Bacon like Aristotle insisted on the golden mean - the middle path, the avoidance of extremes. He says, “To spend too much time in study is sloth; to use them too much for ornamentation is affectation (pretence, showing off), to make judgment wholly by their rules, is the humor of the scholar.” Study perfects nature and it is self perfected by experience. Bacon further warns: “Read not to contradict and confute, nor to believe and take for granted, nor to find talk and discourse, but to weigh and consider.”
Therefore, the joy of the argumentative intellectual is compensatory, the faith of the unquestioning reader is lack of courage -- the real purpose of study is finally to aid decision making. Leaders are all the time making decisions.
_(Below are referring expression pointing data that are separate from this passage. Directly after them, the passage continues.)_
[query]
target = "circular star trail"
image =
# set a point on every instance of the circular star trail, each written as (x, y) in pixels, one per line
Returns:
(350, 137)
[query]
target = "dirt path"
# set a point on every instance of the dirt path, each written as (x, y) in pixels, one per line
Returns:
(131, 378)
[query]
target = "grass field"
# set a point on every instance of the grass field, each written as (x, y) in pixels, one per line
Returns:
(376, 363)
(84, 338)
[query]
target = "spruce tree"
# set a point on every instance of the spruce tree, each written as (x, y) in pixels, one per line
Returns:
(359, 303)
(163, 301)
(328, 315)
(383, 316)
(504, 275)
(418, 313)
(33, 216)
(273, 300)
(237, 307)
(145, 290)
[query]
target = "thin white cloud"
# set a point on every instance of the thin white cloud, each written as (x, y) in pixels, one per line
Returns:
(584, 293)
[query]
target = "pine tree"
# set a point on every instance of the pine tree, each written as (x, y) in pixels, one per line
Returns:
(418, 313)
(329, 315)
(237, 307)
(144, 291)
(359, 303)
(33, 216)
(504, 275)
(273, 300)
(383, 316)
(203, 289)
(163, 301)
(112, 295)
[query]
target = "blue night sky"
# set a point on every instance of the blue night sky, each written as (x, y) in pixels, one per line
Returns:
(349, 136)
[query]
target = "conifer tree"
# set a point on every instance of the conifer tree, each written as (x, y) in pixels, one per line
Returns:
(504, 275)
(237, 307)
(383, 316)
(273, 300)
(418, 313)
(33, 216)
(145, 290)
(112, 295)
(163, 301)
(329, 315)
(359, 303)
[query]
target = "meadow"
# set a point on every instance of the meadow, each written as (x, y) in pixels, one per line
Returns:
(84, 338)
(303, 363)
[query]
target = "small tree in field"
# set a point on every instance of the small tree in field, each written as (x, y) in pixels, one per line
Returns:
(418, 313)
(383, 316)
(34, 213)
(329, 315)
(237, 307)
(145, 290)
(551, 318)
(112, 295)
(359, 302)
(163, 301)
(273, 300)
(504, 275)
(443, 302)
Those that appear on the cover of Forbes or Time magazines are the ones who have made path breaking decisions -- who are balanced, studied with experience and reflection and who have followed their calling uncompromisingly. Now they can make products that ‘create a dent in the universe’ -- the man who urges you to stay hungry and foolish not sensible and satiated with ponderous fat!
Finally, “reading maketh a full man, conference a ready man, and writing an exact man.” Seek, therefore, thou perfection. Live each day as though it was your last. Live intensely as though your hair was on fire.
Bacon died of pneumonia doing one of his experiments (stuffing a chicken with snow to observe the effect of cold on decaying meat), but not before he had ushered in a period calling ‘enlightenment’ in Europe.